The maintenance bay also has provided a great space to receive and unload both small and large deliveries made to the operations center. For example, when receiving a delivery of trailers stacked on top of each other, they can be unloaded in a safe environment. This includes small equipment and bumper-pole trailers up to large flatbed semitrailers.
Most of the equipment ordered and used by the operations team is received and dispersed through this facility. When shipments of equipment and supplies are received, the maintenance bay is large enough that trucks can pull into the bay. Deliveries can be unloaded by forklift and taken to the storage area without having to go outside if weather conditions are not ideal.
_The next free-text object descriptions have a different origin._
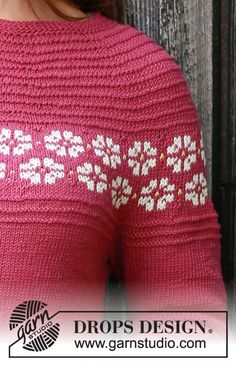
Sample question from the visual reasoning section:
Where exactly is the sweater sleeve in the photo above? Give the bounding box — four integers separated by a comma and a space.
112, 46, 227, 314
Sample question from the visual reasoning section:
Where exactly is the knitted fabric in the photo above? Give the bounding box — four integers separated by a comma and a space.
0, 10, 227, 329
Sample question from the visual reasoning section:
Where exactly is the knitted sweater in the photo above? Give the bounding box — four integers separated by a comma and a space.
0, 10, 227, 329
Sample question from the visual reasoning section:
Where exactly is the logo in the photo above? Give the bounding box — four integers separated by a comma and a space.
9, 300, 60, 352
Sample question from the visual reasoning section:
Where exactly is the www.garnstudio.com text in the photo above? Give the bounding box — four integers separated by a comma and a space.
73, 337, 206, 351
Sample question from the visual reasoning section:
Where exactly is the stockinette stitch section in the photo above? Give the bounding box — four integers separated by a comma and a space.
0, 10, 227, 330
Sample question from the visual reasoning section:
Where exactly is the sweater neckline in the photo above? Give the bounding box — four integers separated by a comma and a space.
0, 11, 112, 36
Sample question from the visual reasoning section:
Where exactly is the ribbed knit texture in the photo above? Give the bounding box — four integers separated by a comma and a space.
0, 10, 227, 330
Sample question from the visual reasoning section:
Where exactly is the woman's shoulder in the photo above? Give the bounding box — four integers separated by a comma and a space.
96, 13, 187, 106
100, 16, 196, 132
100, 15, 185, 90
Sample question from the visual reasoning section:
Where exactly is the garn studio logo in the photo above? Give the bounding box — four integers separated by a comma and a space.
9, 300, 60, 352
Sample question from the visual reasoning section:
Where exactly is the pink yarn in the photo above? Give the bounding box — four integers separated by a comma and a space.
0, 10, 227, 333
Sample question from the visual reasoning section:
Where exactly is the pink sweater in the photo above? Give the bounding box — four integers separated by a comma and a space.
0, 11, 227, 329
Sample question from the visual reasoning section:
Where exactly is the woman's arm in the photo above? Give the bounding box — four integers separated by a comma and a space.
111, 45, 227, 313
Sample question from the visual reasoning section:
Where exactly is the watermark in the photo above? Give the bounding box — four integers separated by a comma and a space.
9, 300, 60, 352
8, 300, 228, 358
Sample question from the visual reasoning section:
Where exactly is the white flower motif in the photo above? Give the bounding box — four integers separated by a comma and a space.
0, 128, 11, 155
127, 140, 157, 176
19, 158, 41, 184
0, 162, 6, 179
19, 157, 65, 185
92, 134, 121, 169
138, 178, 175, 211
44, 130, 85, 157
44, 157, 65, 184
138, 179, 157, 211
44, 130, 62, 154
63, 131, 85, 158
199, 131, 207, 167
111, 176, 132, 209
13, 130, 32, 156
185, 172, 208, 206
77, 162, 108, 193
0, 128, 32, 156
167, 135, 197, 173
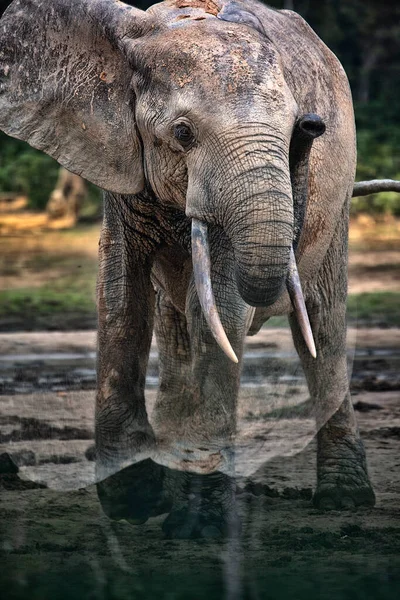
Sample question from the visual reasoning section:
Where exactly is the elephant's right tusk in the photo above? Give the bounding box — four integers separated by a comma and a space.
287, 247, 317, 359
191, 219, 238, 364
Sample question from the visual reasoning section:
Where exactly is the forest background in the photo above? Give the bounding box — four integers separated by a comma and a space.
0, 0, 399, 215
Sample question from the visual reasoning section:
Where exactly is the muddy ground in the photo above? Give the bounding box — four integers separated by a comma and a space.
0, 327, 399, 600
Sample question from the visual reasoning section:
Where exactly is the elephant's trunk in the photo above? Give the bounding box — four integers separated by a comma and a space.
188, 129, 317, 361
227, 194, 293, 308
220, 152, 294, 307
191, 221, 316, 361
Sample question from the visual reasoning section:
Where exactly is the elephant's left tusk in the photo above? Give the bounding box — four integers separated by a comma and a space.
191, 219, 238, 364
287, 247, 317, 358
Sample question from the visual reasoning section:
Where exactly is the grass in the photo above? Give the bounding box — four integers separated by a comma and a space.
347, 292, 400, 327
263, 293, 400, 330
0, 280, 97, 331
0, 223, 98, 330
265, 293, 400, 328
0, 285, 96, 317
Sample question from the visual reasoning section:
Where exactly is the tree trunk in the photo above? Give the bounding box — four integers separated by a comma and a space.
46, 167, 86, 225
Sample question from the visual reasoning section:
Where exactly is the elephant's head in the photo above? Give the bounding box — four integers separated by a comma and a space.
0, 0, 324, 360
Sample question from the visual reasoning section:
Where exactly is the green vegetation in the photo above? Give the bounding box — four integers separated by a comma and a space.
0, 131, 102, 212
347, 292, 400, 327
0, 224, 99, 330
0, 286, 95, 318
265, 293, 400, 329
0, 133, 60, 209
0, 271, 97, 329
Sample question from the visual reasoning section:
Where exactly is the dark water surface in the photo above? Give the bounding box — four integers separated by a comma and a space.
1, 338, 399, 600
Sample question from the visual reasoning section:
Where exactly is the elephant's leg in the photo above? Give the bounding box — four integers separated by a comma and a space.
95, 197, 167, 523
158, 234, 250, 538
152, 289, 193, 442
153, 289, 240, 538
289, 215, 375, 510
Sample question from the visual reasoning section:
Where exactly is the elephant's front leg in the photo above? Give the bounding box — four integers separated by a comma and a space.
290, 222, 375, 510
157, 235, 250, 538
95, 198, 167, 523
290, 302, 375, 509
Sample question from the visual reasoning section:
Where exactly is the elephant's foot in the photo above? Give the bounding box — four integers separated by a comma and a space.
97, 458, 172, 523
314, 434, 375, 510
162, 470, 239, 539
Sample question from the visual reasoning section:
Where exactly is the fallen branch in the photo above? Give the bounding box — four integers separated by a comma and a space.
352, 179, 400, 197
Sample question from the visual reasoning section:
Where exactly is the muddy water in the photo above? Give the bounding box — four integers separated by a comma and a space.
1, 345, 399, 395
0, 328, 399, 599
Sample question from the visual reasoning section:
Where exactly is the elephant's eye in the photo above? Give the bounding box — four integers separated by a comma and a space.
173, 123, 195, 149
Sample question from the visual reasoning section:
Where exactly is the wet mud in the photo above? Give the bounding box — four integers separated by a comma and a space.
0, 328, 399, 599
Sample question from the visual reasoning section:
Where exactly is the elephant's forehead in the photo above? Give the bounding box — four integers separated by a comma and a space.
139, 21, 279, 93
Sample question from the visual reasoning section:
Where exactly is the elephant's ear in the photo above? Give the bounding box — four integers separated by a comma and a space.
0, 0, 154, 194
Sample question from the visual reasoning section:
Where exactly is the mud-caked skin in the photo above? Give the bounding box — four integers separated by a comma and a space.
0, 0, 375, 537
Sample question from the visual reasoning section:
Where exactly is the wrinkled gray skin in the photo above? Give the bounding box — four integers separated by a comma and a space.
0, 0, 375, 538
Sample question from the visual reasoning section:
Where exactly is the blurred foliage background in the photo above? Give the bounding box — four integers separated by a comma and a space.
0, 0, 399, 215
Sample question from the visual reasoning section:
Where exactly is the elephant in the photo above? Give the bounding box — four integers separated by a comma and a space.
0, 0, 376, 538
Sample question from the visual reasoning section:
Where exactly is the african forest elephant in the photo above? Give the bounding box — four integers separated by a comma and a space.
0, 0, 375, 538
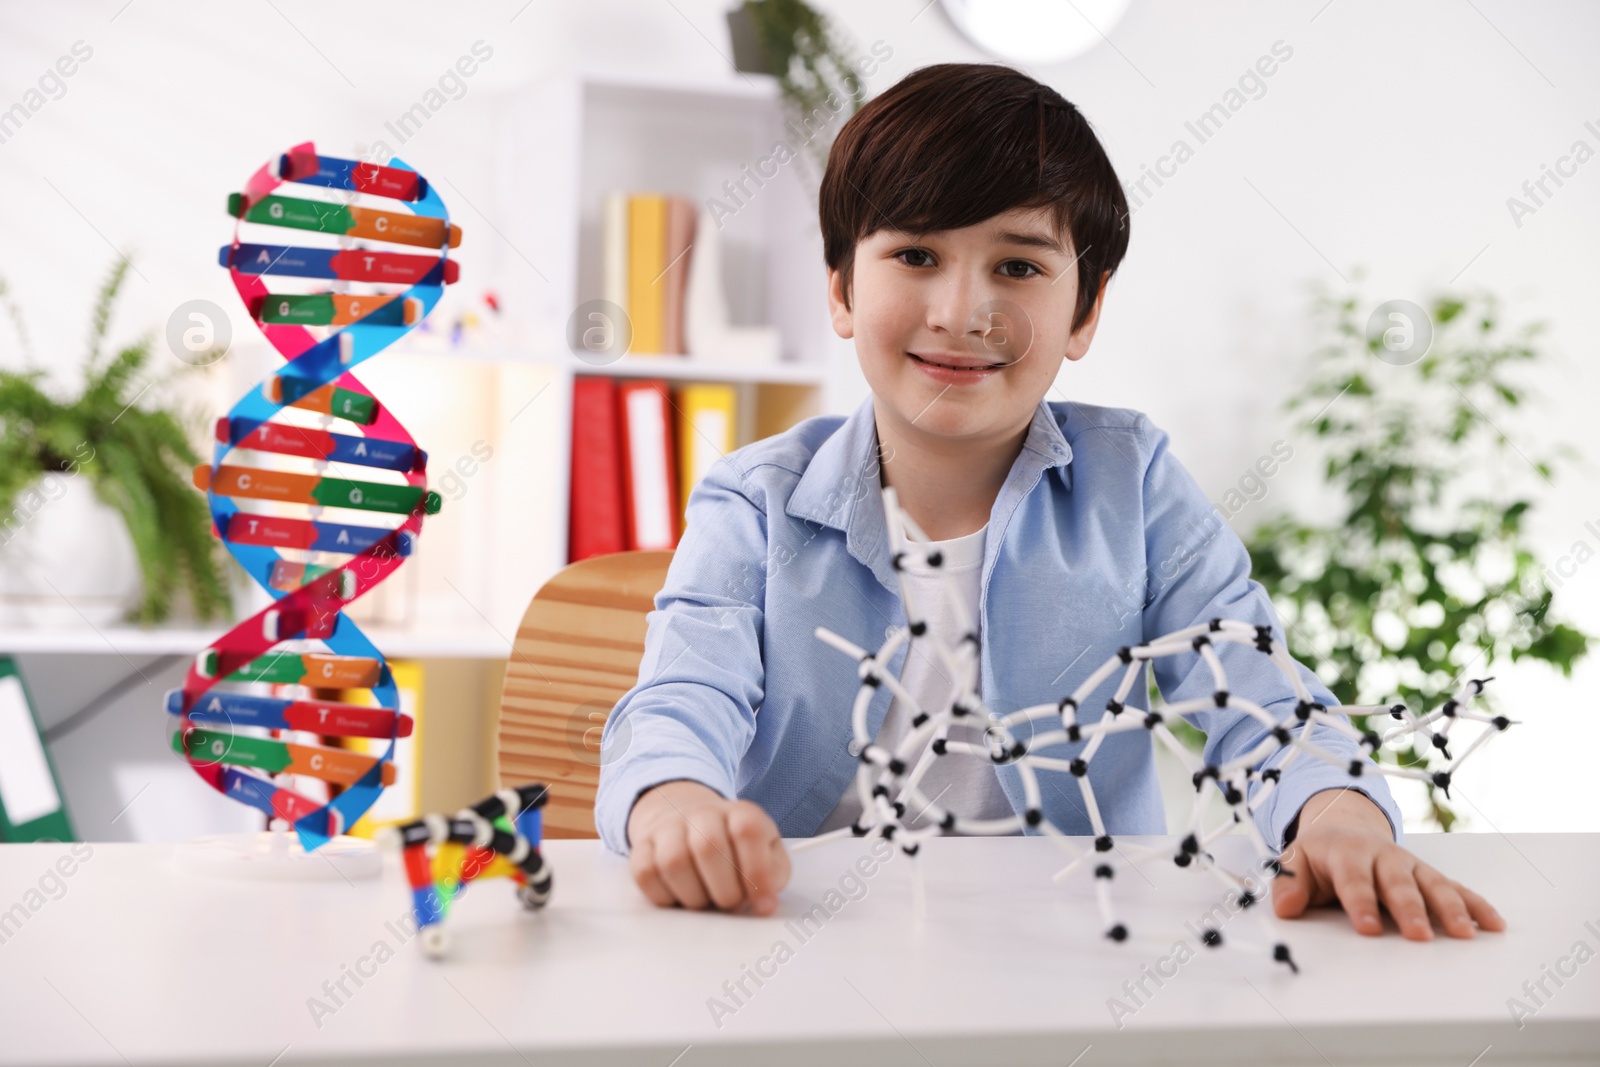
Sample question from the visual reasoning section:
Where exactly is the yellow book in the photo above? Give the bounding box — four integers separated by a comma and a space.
627, 194, 668, 355
339, 658, 423, 838
676, 383, 738, 519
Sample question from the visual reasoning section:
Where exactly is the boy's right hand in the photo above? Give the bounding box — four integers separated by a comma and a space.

In addition to completing maintenance and handling large deliveries, the bay also can house some of the large trucks used by the distribution and transmission crews if strong winter weather is expected to hit the area. That allows for crews to quickly respond to outages caused by bad weather, because the trucks and equipment are ice free, clean and in peak operating condition.
Serving Customers
Keeping the lights on is a central focus for how NPPD aims to serve customers. Having a facility that can keep the operations team prepared for what they will encounter daily, operating at a high level and training in a safe environment year-round is a major catalyst to achieving and maintaining that focus.
Scott Walz has worked at Nebraska Public Power District for 35 years and currently serves as the transmission and distribution, construction and maintenance manager. Walz has an associate’s degree in utility line from Northeast Community College as well as a bachelor’s degree in business and a master’s degree in business management from Peru State College.